What accounts for the variation in the share of medical
costs? Medical costs do vary from state
to state. Some jurisdictions have
medical fee schedules; others have
requirements regarding the use of certain medical networks. The proportion of more serious injuries may
also contribute to greater expense on the medical side. A jurisdiction with
large, high-risk industrial sectors such as primary resource extraction (logging, mining) is
likely to have more serious injuries that involve greater medical costs than a
jurisdiction dominated by low-risk industries such as financial institutions or tourism.
A more significant factor, however, relates to the non-medical
side of the pie that covers the level of compensation. The so called "indemnity" or "cash benefit" side of the pie is determined by the percentage of wage replacement provided, maximum insurable earnings covered (or maximum weekly benefit payable), the duration of a waiting
period, the length (or absence of) a retroactive period, and the overall duration of temporary disability claims (sometimes capped).
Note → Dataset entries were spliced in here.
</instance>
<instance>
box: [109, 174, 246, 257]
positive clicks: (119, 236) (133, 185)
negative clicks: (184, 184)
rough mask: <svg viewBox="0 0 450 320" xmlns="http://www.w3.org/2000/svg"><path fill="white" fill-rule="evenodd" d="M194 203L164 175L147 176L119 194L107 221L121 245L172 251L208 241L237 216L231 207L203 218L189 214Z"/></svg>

States
with low compensation rates and long waiting periods (and correspondingly long
or absent retroactive periods) are likely to have higher percentages of the pie
going to medical.
To make this point clearer, I used the current “Maximum
Weekly Workers’ Compensation Amounts” [as reported by the SSA, Program
Operations Manual System (POMS), DI 52150.045 Chart of States’ Maximum Workers’
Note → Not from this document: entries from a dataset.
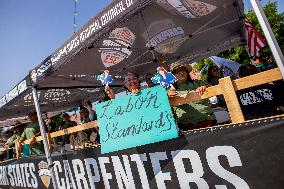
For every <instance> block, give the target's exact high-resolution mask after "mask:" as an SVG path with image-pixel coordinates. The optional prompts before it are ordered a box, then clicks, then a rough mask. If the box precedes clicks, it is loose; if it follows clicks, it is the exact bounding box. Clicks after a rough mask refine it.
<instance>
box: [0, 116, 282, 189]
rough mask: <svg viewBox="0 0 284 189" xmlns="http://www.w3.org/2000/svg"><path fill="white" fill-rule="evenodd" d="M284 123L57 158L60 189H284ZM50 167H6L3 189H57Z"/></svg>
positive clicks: (203, 130)
mask: <svg viewBox="0 0 284 189" xmlns="http://www.w3.org/2000/svg"><path fill="white" fill-rule="evenodd" d="M283 123H284V117H281V118H274V119H267V120H262V121H253V122H248V123H243V124H237V125H228V126H224V127H216V128H213V129H208V130H202V131H195V132H189V133H185V134H184V135H182V136H181V137H180V138H178V139H174V140H168V141H164V142H159V143H155V144H150V145H145V146H142V147H138V148H132V149H128V150H123V151H119V152H114V153H109V154H104V155H101V154H100V149H97V148H94V149H85V150H79V151H74V152H67V153H66V154H64V153H63V154H61V153H58V154H53V161H54V166H53V167H54V170H55V177H56V178H55V179H56V181H57V183H58V186H59V187H58V188H59V189H63V188H78V189H88V188H129V189H134V188H137V189H138V188H139V189H140V188H143V189H148V188H158V189H165V188H169V189H171V188H181V189H184V188H202V189H206V188H216V189H221V188H222V189H225V188H237V189H248V188H251V189H252V188H257V189H262V188H263V189H267V188H269V189H276V188H277V189H279V188H284V177H283V168H284V161H283V160H284V148H283V147H284V137H283V131H284V127H283ZM129 142H131V141H129ZM114 145H115V144H114ZM45 162H46V159H45V157H43V156H41V157H30V158H22V159H19V160H11V161H8V162H5V163H1V166H0V188H40V189H42V188H53V186H52V182H51V177H50V173H49V171H48V170H47V164H46V163H45Z"/></svg>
Compensation (WC) Benefits] as a handy
proxy indicator for the overall “comprehensiveness”
of the wage-replacement compensation side of the equation. Seven of the ten states with the highest weekly
maximums ($1211 to $1628: Washington, Massachusetts, District of Columbia,
Illinois, Connecticut, Vermont, Iowa) have lower-than-median percentage shares
on the medical side; eight of the ten states with the lowest weekly maximums ($468.63 – $778.83:
Kansas, Delaware, Mississippi, Montana, Idaho, Arkansas, Arizona, South Dakota)
have medical percentage shares above the median. Of course, this is a very rough indicator;
most injured workers are unlikely to be paid at the maximum rate and this
indicator fails to account for financial losses the worker must bear in terms of uncompensated waiting periods and
low compensation rates that fail to approximate usual spendable income.
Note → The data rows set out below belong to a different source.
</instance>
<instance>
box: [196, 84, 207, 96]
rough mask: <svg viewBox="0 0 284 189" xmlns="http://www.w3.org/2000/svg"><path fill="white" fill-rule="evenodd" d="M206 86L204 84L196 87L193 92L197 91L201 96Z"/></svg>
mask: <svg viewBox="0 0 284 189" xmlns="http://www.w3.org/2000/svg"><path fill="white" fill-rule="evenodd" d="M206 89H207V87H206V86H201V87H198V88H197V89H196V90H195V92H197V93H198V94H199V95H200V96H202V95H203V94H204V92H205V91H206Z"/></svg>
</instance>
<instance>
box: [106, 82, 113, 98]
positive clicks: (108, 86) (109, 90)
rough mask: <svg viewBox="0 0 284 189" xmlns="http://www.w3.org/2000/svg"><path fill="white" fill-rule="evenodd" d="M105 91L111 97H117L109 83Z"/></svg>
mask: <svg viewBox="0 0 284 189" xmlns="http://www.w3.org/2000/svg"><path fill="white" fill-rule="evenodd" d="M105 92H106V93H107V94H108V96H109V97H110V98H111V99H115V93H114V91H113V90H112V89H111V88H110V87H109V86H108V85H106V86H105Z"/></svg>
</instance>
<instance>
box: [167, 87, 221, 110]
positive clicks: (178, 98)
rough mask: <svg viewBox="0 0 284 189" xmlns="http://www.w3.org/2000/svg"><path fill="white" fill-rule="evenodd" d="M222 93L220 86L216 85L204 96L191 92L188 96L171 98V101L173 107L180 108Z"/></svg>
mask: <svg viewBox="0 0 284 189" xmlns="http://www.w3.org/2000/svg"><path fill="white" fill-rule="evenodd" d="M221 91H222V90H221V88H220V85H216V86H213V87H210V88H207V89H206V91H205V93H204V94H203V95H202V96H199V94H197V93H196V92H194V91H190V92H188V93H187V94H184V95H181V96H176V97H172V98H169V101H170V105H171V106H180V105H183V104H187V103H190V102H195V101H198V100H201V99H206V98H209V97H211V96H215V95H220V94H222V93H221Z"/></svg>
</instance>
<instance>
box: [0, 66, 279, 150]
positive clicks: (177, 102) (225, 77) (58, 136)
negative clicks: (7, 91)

The most common claims in workers’ compensation are for
healthcare expenses and temporary wage replacement.
The medical-indemnity split analysis underscores the magnitude of healthcare
costs and also provides evidence regarding the wage replacement costs. A very high percentage of medical costs may
indicate temporary disability compensation rates are exceptionally low.
Workers’ compensation systems may not have started out to be
medical insurance systems but medical costs now dominate the claim expense for temporary
disability in many states. This warrants
close attention to both the medical cost drivers and the levels of compensation.
Workers will always bear all the physical, psychological and social
consequences of workplace injury. Workers’
compensation should minimize any externalization of medical or financial losses
to workers and their families or the communities (including the community of
tax payers) in which they live. Severing medical costs
from workers’ compensation effectively removes half the premium incentive for greater investment in workplace health and safety. Transferring medical costs to other payments would likely amount to a subsidy to industry overall and increased costs for healthcare funders.
The financial costs of workplace injuries, illnesses and deaths should be covered by the industries that give rise to them. That was the basis of the "grand bargain", the "historic compromise" and should continue as the foundation for workers' compensation.